Calculate: the moment of inertia and radius of gyration of a thin uniform rod about an axis passing through its centre and perpendicular to its length.
Ans: \(I=\frac{1}{12}ML^{2}\) and \(k=\frac{L}{2\sqrt{3}}\).
Estimate: the moment of inertia and radius of gyration of a thin uniform rod about an axis passing through its one end and perpendicular to its length.
Ans: \(I=\frac{1}{3}ML^{2}\) and \(k=\frac{L}{\sqrt{3}}\).
The masses \(m_{1}\), \(m_{2}\) and \(m_{3}\) are located at the vertices of an equilateral triangle of length \(d\). What will be the moment of inertia of the system about an axis along the altitude of triangle passing through \(m_{1}\).
Four different masses of \(6kg\), \(4kg\), \(5kg\) and \(7kg\) are respectively located at four corners PQR and S of a square of side \(1m\) as shown in figure. Calculate: the moment of inertia of the system about, (i) An axis passing through the point of intersection of the diagonals and perpendicular to the plane of the square. (ii) The side PQ and (ii) The diagonal QS.
Ans:(i) \(11kg.m^{2}\) and (ii) \(12kg.m^{2}\) and \(5.5kg.m^{2}\).
Calculate: the ratio of radii of gyration of a circular ring and a disc of same radii and of same mass about the axis passing through their centres and perpendicular th their planes.
Ans: \(\frac{k_{1}}{k_{2}}=\frac{\sqrt{2}}{1}\).
A wheel is rotating at a rate of 1200rpm and its kinetic energy is \(10^{6}J\). Determine the M.I of the wheel about its axis of rotation.
Ans: \(I=126.64kg.m^{2}\).
To increase the speed of flywheel from \(0r.p.m\) to \(300r.p.m\) the energy of \(484J\) is spent. Find: the moment of inertia of wheel.
Ans: \(I=0.7kg.m^{2}\).
A solid sphere is rolling on a frictionless plane surface about its axis of symmetry.
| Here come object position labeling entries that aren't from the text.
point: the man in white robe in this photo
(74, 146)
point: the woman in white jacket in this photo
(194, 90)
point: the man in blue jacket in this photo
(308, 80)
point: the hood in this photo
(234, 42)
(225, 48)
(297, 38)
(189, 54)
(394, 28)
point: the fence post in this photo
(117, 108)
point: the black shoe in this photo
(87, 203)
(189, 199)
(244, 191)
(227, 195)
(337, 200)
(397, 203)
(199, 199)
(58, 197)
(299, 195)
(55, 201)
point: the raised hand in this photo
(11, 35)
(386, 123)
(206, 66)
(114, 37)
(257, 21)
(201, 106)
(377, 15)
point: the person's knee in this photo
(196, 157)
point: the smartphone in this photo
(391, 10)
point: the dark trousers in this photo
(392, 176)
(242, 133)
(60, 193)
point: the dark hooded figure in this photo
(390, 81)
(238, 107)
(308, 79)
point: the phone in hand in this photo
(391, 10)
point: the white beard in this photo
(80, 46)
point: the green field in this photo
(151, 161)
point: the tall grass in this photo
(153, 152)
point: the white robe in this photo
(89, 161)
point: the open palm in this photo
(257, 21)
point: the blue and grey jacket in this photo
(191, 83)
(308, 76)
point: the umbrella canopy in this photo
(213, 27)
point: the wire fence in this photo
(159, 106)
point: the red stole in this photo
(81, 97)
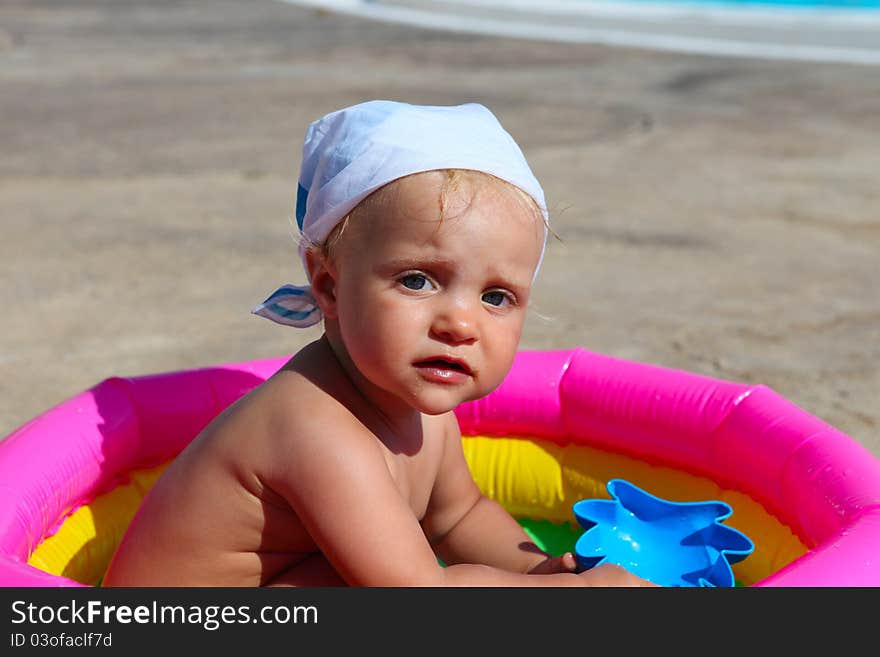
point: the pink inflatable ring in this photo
(805, 493)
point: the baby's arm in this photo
(335, 477)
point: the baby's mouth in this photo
(444, 364)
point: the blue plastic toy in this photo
(668, 543)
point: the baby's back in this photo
(212, 518)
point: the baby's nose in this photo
(455, 324)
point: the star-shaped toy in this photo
(668, 543)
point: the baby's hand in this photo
(609, 574)
(564, 564)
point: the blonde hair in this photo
(454, 181)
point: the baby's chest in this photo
(414, 477)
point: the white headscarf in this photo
(350, 153)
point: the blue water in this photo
(842, 5)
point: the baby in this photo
(422, 231)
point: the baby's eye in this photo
(495, 298)
(415, 282)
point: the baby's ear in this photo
(322, 275)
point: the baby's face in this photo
(429, 310)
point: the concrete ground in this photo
(714, 214)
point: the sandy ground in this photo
(716, 215)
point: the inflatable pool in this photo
(561, 426)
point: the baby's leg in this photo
(314, 570)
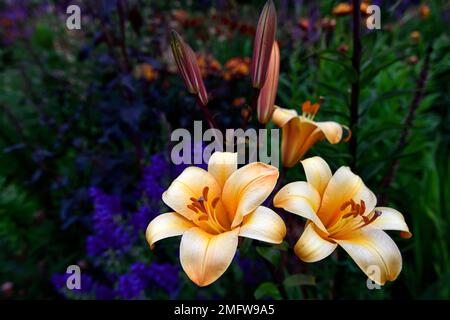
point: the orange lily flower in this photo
(300, 133)
(212, 208)
(342, 211)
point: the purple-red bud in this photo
(262, 47)
(266, 100)
(188, 67)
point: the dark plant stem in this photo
(354, 103)
(354, 118)
(209, 118)
(123, 47)
(409, 118)
(253, 106)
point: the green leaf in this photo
(270, 254)
(299, 280)
(245, 246)
(267, 290)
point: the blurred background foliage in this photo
(86, 117)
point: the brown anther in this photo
(315, 107)
(351, 213)
(357, 210)
(363, 206)
(205, 193)
(306, 106)
(192, 208)
(199, 206)
(214, 203)
(348, 203)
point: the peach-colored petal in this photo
(247, 188)
(318, 173)
(311, 247)
(281, 116)
(205, 257)
(166, 225)
(331, 130)
(342, 187)
(221, 165)
(373, 250)
(266, 99)
(295, 135)
(391, 219)
(263, 224)
(190, 183)
(300, 198)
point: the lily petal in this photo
(281, 116)
(391, 219)
(331, 130)
(221, 165)
(316, 131)
(311, 247)
(318, 173)
(205, 257)
(190, 183)
(300, 198)
(265, 225)
(166, 225)
(247, 188)
(342, 187)
(295, 136)
(373, 250)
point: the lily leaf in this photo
(270, 254)
(299, 280)
(267, 290)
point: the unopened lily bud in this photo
(266, 99)
(188, 67)
(262, 47)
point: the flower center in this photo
(309, 110)
(354, 219)
(207, 212)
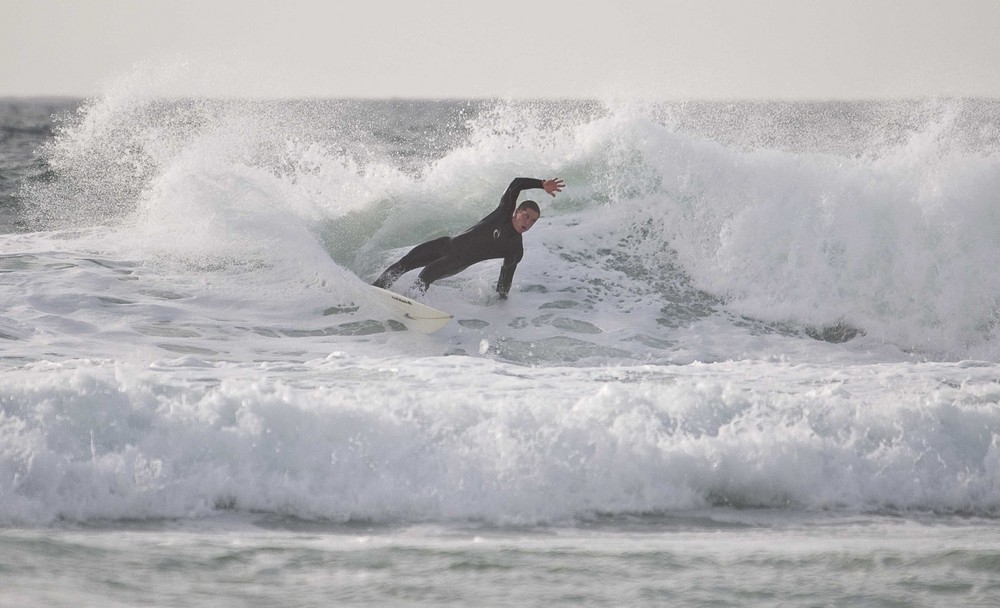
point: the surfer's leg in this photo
(421, 255)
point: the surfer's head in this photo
(526, 215)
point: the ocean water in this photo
(749, 359)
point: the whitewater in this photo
(750, 355)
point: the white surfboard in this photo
(410, 313)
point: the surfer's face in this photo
(524, 220)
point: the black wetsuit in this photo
(493, 237)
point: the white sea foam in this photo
(696, 321)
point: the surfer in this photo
(498, 235)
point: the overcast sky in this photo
(666, 49)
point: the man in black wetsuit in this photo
(498, 235)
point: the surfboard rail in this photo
(415, 315)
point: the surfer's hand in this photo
(553, 185)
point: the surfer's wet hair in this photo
(530, 205)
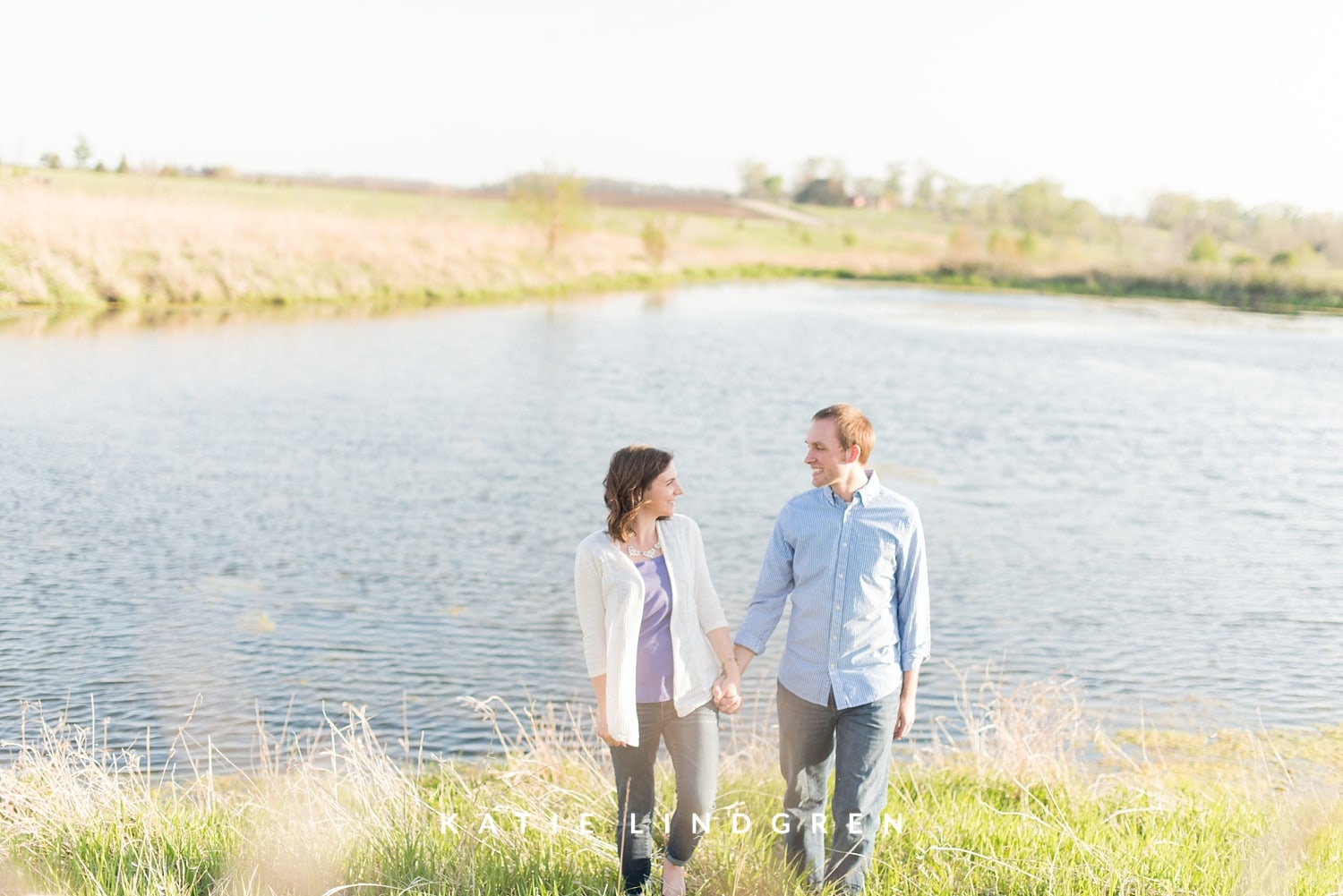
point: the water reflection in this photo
(220, 517)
Find: the rotational energy and ratio of its rotational energy to its total energy.
Ans: \(K.E_{rotational}=\frac{1}{5}Mv^{2}\) and \(\frac{K.E_{rotational}}{T.E}=\frac{2}{7}\).
Four point masses \(m\), \(2m\), \(3m\) and \(4m\) lies at the four corners of a square of side \(4m\) as shown in figure. Find: the moment of inertia of the system of masses about (i) The diagonal BD. (ii) The diagonal AC. and (iii) An axis passing through A and parallel to diagonal BD.
Ans:(i) \(32m\), (ii) \(48m\) and (iii) \(144m\).
A metre scale AB is held vertically with its one end A on the floor and then allowed to fall. Find: the speed of the other end B when it strikes the floor, assume that the end on the floor does not slip.
Ans: \(5.4\frac{m}{s}\).
A circular disc X of radius R is made from an iron plate of thickness t and another disc Y of radius 4R is made from iron plate of thickness \(\frac{t}{4}\). Show that M.I of disc Y about an axis passing through its centre and perpendicular to its plane is 64 times the M.I of disc X about an axis passing through its centre and perpendicular to the planes of the discs.
What will be the rotational K.E of the earth about its own axis if the mass of earth is \(\left(6\times10^{24}\right)kg\) and radius \(\left(6.4\times10^{6}\right)m\).
A thin rod of length \(L\) and mass \(M\) is bent at its mid point into two halves so that the angle between them is \(90^{o}\). Calculate: the M.I of the bent rod about an axis passing through the bending point and perpendicular to the plane defined by two halves or rod.